With the General Availability (GA) release of Windows Azure Infrastructure as a Service (IaaS) a very powerful Identity Access Management (IAM) architecture is now available. It brings a simplification to the authentication process for users of Office 365 whose companies utilize an Active Directory deployment for their organizational IAM process.
By leveraging the total cost of ownership advantages of Windows Azure Virtual Machines, or “VMs” (as part of Azure’s IaaS offering) companies can now host their Active Directory deployment in the Cloud in an inexpensive, scalable, and highly-available manner. This includes their Active Directory Domain Controller (ADDC), and one or more IaaS VM servers running Active Directory Federation Services (ADFS) and ADFS Proxy Services (ADPS). With the exception of the ADDC, the ADFS and ADPS servers can all be placed into a server farm. Windows Azure provides “free of cost and hassle” dynamic round-robin load balanced functionality for its VMs. Additionally through the concept of Azure IaaS availability sets, automatic failover is provided for VMs sharing a common endpoint. This provides not only a scalable architecture but a highly-available one as well.
For unified integration of AD domain accounts with Office 365 the AD deployment utilizes the Directory Synchronization (DirSync) tool. This is run on a regularly scheduled basis to synchronize your email-enabled user objects from within your ADDC with managed accounts in Office 365. This maps licensed functionality for users to application capabilities within Office 365.
Through seamless integration with Office 365, the Active Directory deployment can subsequently federate identity management for Office 365 users. Via the power of identity federation users within your organization log into Office 365 using their organizations credentials. They don’t have to create and maintain as separate set of credentials unique to their Office 365 account. This offers a very powerful single sign on (SSO) experience for your users using a sole consistent identity principal.
In the following diagram you can see how at a high level the identity flows through the federation process.
- User goes to Office 365 and enters their email address which contains a domain. Since you have already configured Office 365 to federate identity for that domain Office 365 redirects the user to the ADPS login screen for that domain.
- ADPS accepts the users login ID and password.
- ADPS lives within a DMZ and communicates with ADFS through a secure HTTPS channel. ADFS communicates with ADDC to authenticate the user.
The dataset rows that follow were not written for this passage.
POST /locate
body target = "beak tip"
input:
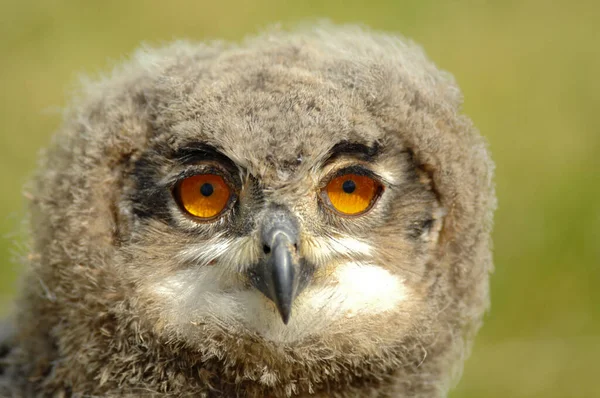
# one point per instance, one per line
(285, 312)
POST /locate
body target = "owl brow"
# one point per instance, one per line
(192, 154)
(354, 149)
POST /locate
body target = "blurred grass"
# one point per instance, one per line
(528, 70)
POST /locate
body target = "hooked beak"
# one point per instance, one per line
(281, 275)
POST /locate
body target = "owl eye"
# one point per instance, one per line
(352, 194)
(203, 195)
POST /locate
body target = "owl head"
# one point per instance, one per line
(300, 213)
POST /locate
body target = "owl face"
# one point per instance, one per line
(307, 226)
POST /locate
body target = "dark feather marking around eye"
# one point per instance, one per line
(355, 149)
(198, 152)
(418, 228)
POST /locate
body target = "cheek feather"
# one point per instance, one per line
(367, 288)
(211, 293)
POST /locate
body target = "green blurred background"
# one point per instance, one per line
(529, 71)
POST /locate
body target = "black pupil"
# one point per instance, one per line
(206, 189)
(348, 186)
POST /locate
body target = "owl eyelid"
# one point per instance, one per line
(206, 168)
(356, 170)
(352, 169)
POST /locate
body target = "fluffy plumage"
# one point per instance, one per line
(125, 295)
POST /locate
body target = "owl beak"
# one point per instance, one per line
(280, 276)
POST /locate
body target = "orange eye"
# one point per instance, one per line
(352, 194)
(203, 195)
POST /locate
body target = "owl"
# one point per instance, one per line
(304, 213)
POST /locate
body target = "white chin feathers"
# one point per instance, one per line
(211, 293)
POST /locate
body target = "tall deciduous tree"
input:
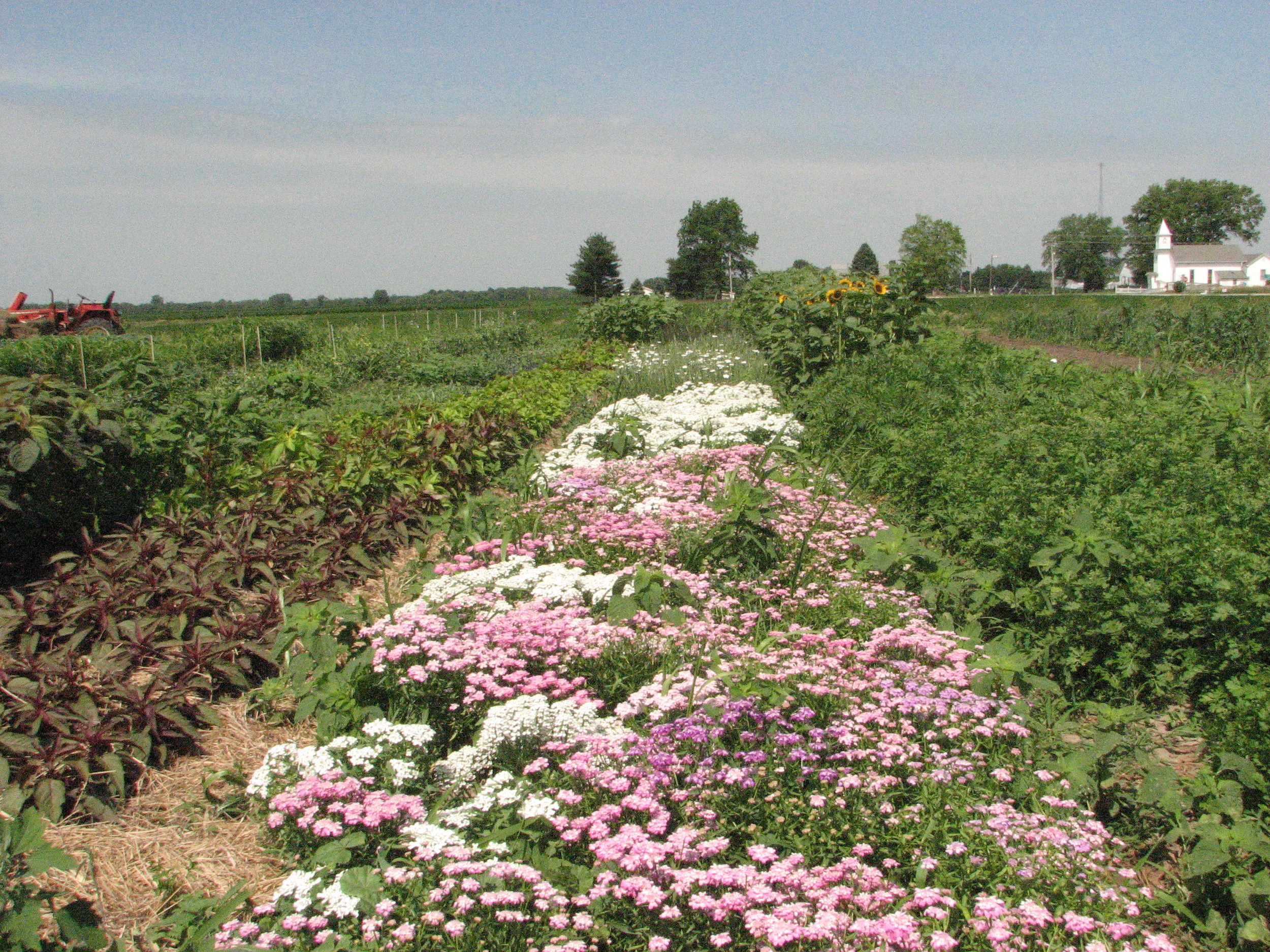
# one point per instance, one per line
(933, 249)
(596, 273)
(865, 260)
(1088, 248)
(713, 239)
(1204, 212)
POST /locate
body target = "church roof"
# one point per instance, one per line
(1210, 254)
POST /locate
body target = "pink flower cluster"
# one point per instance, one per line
(811, 768)
(328, 805)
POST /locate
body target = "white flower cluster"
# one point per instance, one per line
(676, 694)
(286, 763)
(331, 900)
(695, 415)
(300, 887)
(689, 362)
(554, 584)
(529, 720)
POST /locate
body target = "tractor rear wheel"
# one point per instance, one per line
(97, 325)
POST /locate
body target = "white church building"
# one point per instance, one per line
(1205, 266)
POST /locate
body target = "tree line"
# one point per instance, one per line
(714, 257)
(1093, 248)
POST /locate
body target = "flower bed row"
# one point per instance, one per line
(666, 712)
(107, 666)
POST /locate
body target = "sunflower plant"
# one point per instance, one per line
(804, 323)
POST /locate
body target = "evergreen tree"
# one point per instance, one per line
(865, 260)
(596, 273)
(713, 239)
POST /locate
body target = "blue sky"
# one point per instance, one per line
(242, 149)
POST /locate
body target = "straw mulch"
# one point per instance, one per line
(168, 841)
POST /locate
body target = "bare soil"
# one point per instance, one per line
(171, 839)
(1065, 353)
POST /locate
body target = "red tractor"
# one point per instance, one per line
(85, 318)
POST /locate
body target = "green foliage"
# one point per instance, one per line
(192, 926)
(934, 250)
(1220, 822)
(864, 262)
(1009, 277)
(26, 853)
(633, 319)
(652, 592)
(743, 541)
(804, 323)
(596, 273)
(1085, 248)
(323, 671)
(1203, 212)
(1122, 518)
(713, 242)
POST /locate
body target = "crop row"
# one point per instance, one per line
(107, 664)
(663, 709)
(1124, 517)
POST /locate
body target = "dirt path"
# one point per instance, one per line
(1100, 359)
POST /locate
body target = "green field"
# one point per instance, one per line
(1104, 534)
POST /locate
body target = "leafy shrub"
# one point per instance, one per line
(804, 321)
(186, 603)
(26, 853)
(634, 318)
(1124, 518)
(65, 464)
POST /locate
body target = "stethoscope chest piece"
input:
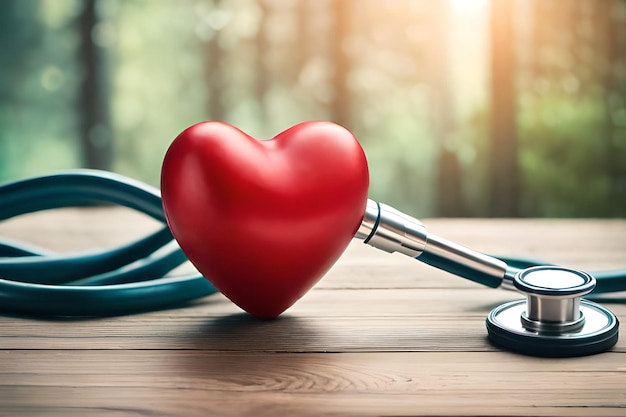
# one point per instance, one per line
(553, 320)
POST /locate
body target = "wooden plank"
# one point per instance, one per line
(325, 320)
(366, 384)
(379, 335)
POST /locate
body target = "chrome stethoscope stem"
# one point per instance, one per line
(390, 230)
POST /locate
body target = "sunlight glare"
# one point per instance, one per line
(468, 6)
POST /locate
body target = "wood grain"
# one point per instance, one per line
(380, 335)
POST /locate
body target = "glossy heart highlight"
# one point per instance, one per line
(264, 220)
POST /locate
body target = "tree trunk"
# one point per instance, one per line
(448, 175)
(95, 125)
(340, 105)
(503, 170)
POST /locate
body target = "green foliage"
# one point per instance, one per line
(564, 154)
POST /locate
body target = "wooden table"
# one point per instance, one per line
(380, 335)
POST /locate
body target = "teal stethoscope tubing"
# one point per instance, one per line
(127, 279)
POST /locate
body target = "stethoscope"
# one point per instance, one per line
(553, 320)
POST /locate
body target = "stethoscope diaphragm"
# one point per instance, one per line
(553, 321)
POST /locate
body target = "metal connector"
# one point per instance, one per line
(390, 230)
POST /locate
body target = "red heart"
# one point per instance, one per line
(264, 220)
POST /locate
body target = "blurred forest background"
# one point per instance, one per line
(463, 107)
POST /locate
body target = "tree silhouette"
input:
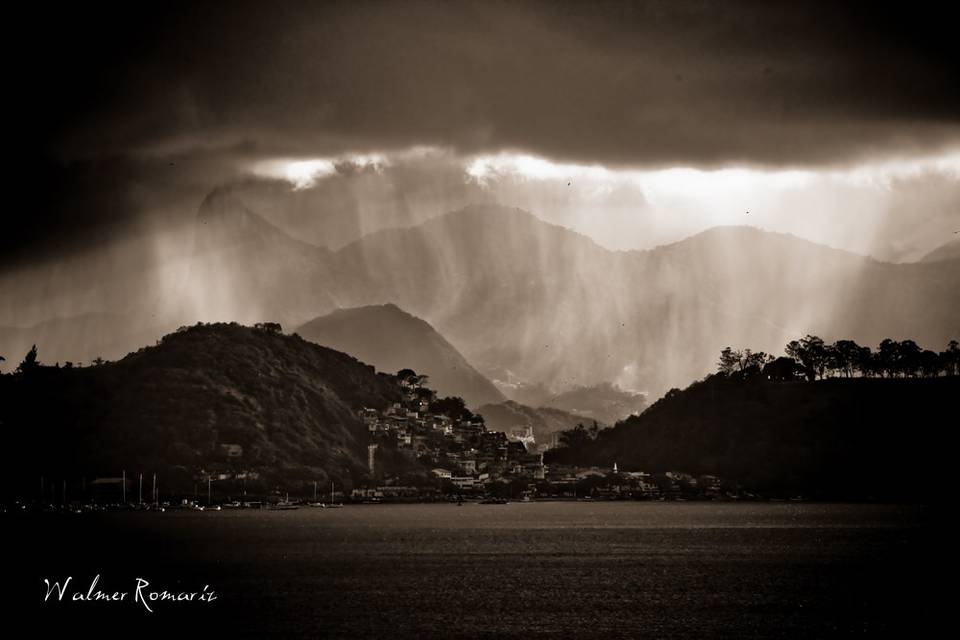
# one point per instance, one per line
(29, 363)
(811, 353)
(950, 358)
(729, 361)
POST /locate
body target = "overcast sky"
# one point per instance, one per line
(841, 121)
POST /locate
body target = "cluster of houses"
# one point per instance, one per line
(458, 449)
(465, 458)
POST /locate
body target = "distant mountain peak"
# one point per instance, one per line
(947, 251)
(392, 339)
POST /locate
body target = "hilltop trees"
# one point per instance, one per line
(813, 359)
(741, 361)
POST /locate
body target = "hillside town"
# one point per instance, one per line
(465, 460)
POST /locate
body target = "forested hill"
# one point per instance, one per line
(290, 404)
(858, 438)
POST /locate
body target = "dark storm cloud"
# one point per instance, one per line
(689, 83)
(107, 98)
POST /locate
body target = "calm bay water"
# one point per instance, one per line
(563, 570)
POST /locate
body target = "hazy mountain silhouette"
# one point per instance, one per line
(520, 297)
(391, 339)
(947, 251)
(544, 421)
(524, 300)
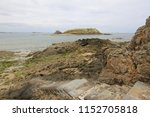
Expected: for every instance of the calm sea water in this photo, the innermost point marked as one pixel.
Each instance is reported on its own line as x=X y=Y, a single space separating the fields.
x=39 y=41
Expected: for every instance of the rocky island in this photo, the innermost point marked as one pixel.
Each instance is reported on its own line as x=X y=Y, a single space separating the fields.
x=83 y=31
x=85 y=69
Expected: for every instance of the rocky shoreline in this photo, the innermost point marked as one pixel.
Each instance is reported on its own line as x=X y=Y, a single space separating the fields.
x=84 y=69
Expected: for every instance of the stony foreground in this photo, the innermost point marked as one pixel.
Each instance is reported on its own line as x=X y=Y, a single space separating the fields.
x=85 y=69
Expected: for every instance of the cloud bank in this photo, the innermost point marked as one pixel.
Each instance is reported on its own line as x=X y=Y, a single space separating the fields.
x=50 y=15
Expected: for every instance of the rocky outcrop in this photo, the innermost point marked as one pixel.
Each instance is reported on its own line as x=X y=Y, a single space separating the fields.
x=83 y=31
x=107 y=69
x=142 y=36
x=130 y=63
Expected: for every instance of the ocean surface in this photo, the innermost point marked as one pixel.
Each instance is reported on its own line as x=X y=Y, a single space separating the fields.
x=40 y=41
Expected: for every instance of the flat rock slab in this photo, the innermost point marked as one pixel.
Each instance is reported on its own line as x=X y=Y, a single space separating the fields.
x=106 y=92
x=140 y=91
x=72 y=85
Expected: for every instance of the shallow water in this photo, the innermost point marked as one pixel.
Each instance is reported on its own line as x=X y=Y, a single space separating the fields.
x=39 y=41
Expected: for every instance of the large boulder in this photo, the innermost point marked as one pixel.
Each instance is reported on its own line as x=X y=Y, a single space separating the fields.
x=142 y=36
x=129 y=63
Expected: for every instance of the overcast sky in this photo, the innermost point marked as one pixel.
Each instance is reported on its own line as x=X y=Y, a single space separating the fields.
x=51 y=15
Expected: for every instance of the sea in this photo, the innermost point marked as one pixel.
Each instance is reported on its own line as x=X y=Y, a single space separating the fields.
x=39 y=41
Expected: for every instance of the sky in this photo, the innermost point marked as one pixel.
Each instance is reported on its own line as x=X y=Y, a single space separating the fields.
x=123 y=16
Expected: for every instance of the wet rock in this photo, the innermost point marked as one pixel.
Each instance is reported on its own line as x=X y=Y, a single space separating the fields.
x=140 y=91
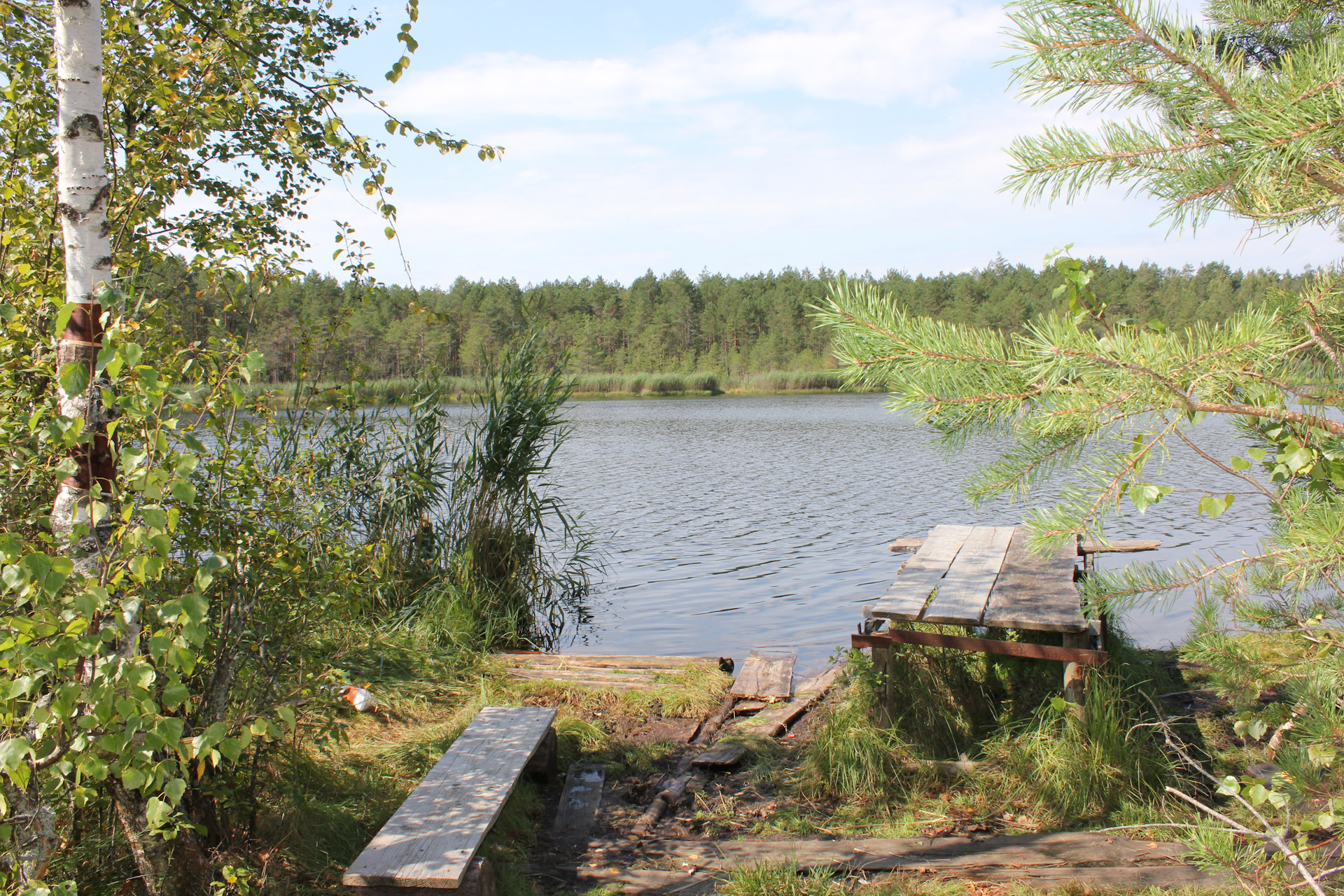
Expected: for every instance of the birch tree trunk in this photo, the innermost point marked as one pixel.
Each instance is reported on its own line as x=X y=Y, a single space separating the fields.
x=83 y=190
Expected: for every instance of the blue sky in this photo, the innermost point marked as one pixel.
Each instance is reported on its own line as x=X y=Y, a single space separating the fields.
x=732 y=136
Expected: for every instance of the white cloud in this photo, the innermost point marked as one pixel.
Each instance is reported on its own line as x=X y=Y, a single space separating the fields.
x=705 y=153
x=867 y=51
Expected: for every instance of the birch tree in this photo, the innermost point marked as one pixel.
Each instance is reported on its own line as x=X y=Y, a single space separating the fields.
x=147 y=575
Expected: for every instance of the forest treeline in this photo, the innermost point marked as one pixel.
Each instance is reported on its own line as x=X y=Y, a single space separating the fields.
x=670 y=324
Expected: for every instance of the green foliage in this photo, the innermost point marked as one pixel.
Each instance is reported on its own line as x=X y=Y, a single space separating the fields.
x=1236 y=115
x=655 y=335
x=850 y=757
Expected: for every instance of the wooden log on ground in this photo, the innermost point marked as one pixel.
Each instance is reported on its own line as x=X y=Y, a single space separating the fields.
x=580 y=801
x=1120 y=878
x=981 y=645
x=670 y=797
x=596 y=662
x=776 y=720
x=715 y=722
x=766 y=675
x=1119 y=546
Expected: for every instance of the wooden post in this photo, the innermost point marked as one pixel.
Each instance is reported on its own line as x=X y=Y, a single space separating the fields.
x=1074 y=691
x=881 y=665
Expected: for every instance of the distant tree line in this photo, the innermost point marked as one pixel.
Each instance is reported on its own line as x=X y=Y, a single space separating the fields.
x=670 y=324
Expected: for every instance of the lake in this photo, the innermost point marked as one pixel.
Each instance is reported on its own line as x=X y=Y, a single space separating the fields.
x=739 y=522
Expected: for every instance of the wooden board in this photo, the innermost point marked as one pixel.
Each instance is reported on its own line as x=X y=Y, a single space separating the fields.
x=964 y=592
x=766 y=675
x=981 y=645
x=1121 y=878
x=920 y=575
x=581 y=799
x=671 y=883
x=574 y=660
x=923 y=852
x=432 y=839
x=773 y=722
x=721 y=755
x=1035 y=593
x=638 y=880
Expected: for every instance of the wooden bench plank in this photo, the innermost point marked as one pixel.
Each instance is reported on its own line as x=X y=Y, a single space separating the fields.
x=965 y=590
x=432 y=839
x=766 y=675
x=1037 y=593
x=906 y=597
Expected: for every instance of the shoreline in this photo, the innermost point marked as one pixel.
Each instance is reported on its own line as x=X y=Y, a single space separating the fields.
x=616 y=387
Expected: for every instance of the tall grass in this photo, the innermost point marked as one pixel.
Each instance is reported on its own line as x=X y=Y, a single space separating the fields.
x=1030 y=750
x=464 y=542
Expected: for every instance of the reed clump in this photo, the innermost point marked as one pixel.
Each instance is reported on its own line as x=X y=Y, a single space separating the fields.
x=1019 y=748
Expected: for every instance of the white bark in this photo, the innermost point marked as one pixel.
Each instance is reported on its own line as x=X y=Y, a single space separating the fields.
x=83 y=190
x=81 y=168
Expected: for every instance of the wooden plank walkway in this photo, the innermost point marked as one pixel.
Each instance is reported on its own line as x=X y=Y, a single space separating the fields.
x=1035 y=593
x=988 y=578
x=923 y=573
x=432 y=839
x=962 y=593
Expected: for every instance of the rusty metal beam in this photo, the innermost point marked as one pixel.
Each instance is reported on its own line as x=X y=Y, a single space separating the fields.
x=980 y=645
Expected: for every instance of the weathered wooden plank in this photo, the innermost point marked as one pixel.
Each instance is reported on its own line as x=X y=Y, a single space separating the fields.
x=964 y=592
x=1119 y=546
x=479 y=880
x=981 y=645
x=638 y=880
x=432 y=839
x=766 y=675
x=773 y=722
x=1123 y=878
x=933 y=852
x=670 y=883
x=1035 y=593
x=538 y=660
x=721 y=755
x=581 y=799
x=920 y=575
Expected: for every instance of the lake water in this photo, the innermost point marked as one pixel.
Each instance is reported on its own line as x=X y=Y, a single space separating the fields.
x=741 y=522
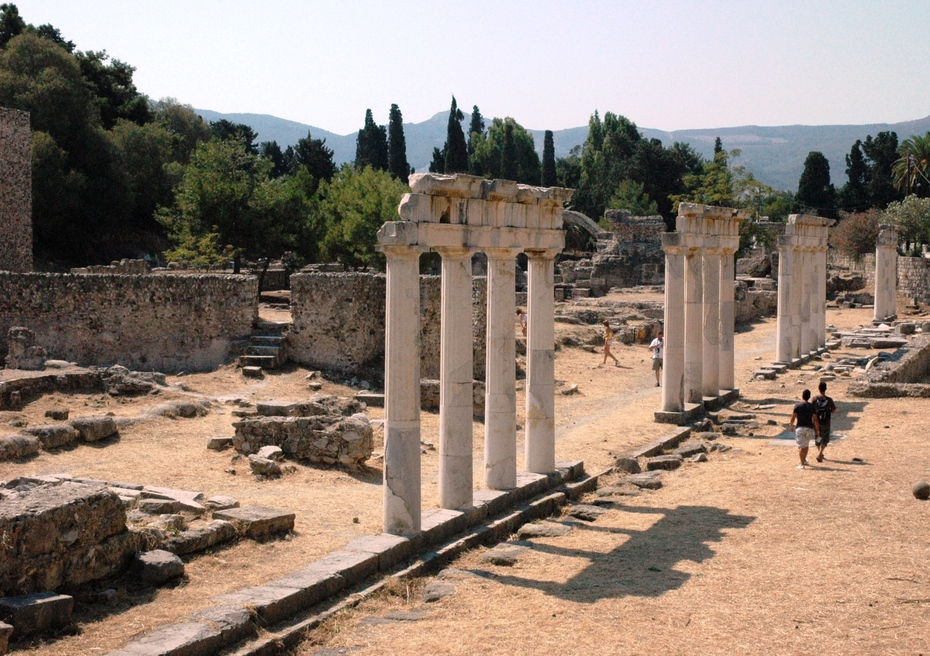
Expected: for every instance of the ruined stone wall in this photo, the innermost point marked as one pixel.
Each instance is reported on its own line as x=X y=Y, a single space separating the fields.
x=338 y=322
x=164 y=323
x=15 y=191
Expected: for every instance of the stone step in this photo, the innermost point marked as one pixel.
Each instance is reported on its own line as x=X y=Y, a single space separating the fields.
x=263 y=361
x=267 y=340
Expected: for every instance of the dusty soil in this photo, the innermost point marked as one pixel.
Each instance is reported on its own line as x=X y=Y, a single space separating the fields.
x=741 y=554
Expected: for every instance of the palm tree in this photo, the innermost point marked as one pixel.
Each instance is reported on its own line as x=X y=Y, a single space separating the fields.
x=912 y=169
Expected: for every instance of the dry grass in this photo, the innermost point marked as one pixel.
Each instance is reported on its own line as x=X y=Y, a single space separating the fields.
x=747 y=547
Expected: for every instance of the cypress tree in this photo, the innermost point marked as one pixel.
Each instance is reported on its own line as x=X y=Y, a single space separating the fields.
x=371 y=145
x=508 y=154
x=397 y=146
x=456 y=149
x=548 y=174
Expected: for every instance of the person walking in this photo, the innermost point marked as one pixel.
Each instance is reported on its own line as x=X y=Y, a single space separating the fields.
x=825 y=407
x=608 y=336
x=657 y=346
x=805 y=425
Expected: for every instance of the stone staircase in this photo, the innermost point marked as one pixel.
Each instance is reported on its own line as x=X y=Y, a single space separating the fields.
x=266 y=348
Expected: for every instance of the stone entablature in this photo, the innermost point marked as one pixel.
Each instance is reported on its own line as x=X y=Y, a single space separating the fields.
x=456 y=216
x=162 y=323
x=15 y=191
x=699 y=305
x=802 y=287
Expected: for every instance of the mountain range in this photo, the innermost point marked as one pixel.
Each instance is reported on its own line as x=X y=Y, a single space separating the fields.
x=774 y=155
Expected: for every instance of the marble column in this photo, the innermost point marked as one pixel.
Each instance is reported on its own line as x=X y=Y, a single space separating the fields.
x=456 y=375
x=402 y=505
x=500 y=404
x=673 y=366
x=886 y=273
x=803 y=282
x=694 y=333
x=787 y=320
x=540 y=363
x=711 y=329
x=727 y=320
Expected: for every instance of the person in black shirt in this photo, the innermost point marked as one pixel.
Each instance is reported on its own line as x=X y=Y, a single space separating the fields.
x=804 y=418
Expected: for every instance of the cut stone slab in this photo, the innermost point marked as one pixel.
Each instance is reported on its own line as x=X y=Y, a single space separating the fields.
x=542 y=530
x=39 y=613
x=257 y=522
x=53 y=436
x=95 y=428
x=436 y=590
x=663 y=462
x=504 y=554
x=157 y=567
x=586 y=512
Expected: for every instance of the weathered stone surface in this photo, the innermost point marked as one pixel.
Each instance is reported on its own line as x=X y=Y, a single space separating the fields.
x=503 y=554
x=542 y=530
x=42 y=612
x=329 y=439
x=663 y=462
x=921 y=490
x=157 y=567
x=52 y=436
x=199 y=538
x=64 y=534
x=436 y=590
x=16 y=447
x=586 y=512
x=629 y=465
x=257 y=522
x=92 y=429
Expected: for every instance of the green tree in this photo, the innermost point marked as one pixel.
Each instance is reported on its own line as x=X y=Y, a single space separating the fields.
x=911 y=170
x=549 y=177
x=455 y=149
x=371 y=147
x=815 y=191
x=354 y=205
x=397 y=146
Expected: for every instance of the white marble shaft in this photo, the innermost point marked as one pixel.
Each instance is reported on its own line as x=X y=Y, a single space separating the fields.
x=539 y=443
x=710 y=365
x=673 y=366
x=402 y=504
x=801 y=326
x=500 y=417
x=456 y=367
x=886 y=273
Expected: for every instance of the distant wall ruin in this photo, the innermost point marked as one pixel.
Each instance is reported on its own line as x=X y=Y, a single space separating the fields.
x=165 y=323
x=338 y=322
x=15 y=191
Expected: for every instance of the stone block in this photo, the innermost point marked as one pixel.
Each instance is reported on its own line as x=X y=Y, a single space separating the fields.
x=157 y=567
x=92 y=429
x=257 y=522
x=39 y=613
x=52 y=436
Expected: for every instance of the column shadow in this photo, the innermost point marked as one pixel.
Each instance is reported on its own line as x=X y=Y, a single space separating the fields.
x=644 y=565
- The claims-based SAML authentication token is sent back to Office 365 and the user is authenticated.
At that point Office 365 looks at its internal account for that user’s managed account to see what applications that user is licensed to use> Based upon that Office 365 makes application access permissions decisions. The user is allowed to use only those Office 365 applications to which they are licensed.
Alternative architectures are possible to take into account an existing ADDC on-premise. By configuring an Azure IaaS Virtual Network (VNET) and connecting it through a VPN device to an on-premise network, an existing ADDC can remain on-premise while all the other parts of the AD deployment (ADFS, ADPS, and DirSync) can run in Azure IaaS VMs.
The power of identity federation exists through Office 365 and Active Directory integration. It is now available in a scalable, inexpensive, and highly-available manner through Windows Azure IaaS.